The target was a two-story cinderblock building in which senior leaders – “high-value targets” – of the two jihadist groups controlling the town were about to hold a meeting. Because of the perceived importance of the mission, the Russians took the unusual step of giving the Syrian air force a GPS-guided bomb to do the job, but the explosives were conventional, not chemical, Hersh reported.
The meeting place was on the floor above the basement of the building, where a source whom Hersh described as “a senior adviser to the U.S. intelligence community,” told Hersh: “The basement was used as storage for rockets, weapons, and ammunition … and also chlorine-based decontaminates for cleansing the bodies of the dead before burial.”
A Bomb Damage Assessment
Hersh describes what happened when the building was struck on the morning of April 4:
“A Bomb Damage Assessment by the U.S. military later determined that the heat and force of the 500-pound Syrian bomb triggered a series of secondary explosions that could have generated a huge toxic cloud that began to spread over the town, formed by the release of fertilizers, disinfectants, and other goods stored in the basement, its effect magnified by the dense morning air, which trapped the fumes close to the ground.

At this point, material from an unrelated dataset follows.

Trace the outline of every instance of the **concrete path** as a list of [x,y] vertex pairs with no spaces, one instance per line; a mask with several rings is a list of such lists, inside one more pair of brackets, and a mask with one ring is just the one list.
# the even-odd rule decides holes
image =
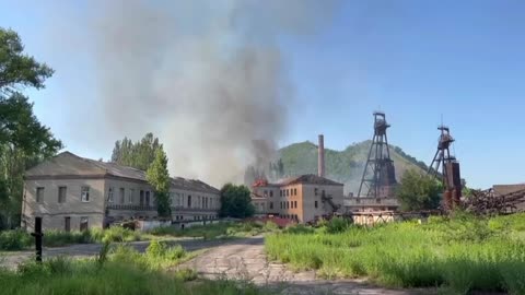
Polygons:
[[428,290],[386,290],[357,280],[326,281],[314,271],[292,272],[281,263],[267,261],[264,237],[232,240],[178,268],[195,269],[209,279],[248,280],[257,285],[276,288],[281,294],[429,294]]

“According to intelligence estimates, the strike itself killed up to four jihadist leaders and an unknown number of drivers and security aides. There is no confirmed count of the number of civilians killed by the poisonous gases that were released by the secondary explosions, although opposition activists reported that there were more than 80 dead, and outlets such as CNN have put the figure as high as 92.”
Due to the fog of war, which is made denser by the fact that jihadists associated with Al Qaeda control the area, many of the details of the incident were unclear on that day and remain so still. No independent on-the-ground investigation has taken place.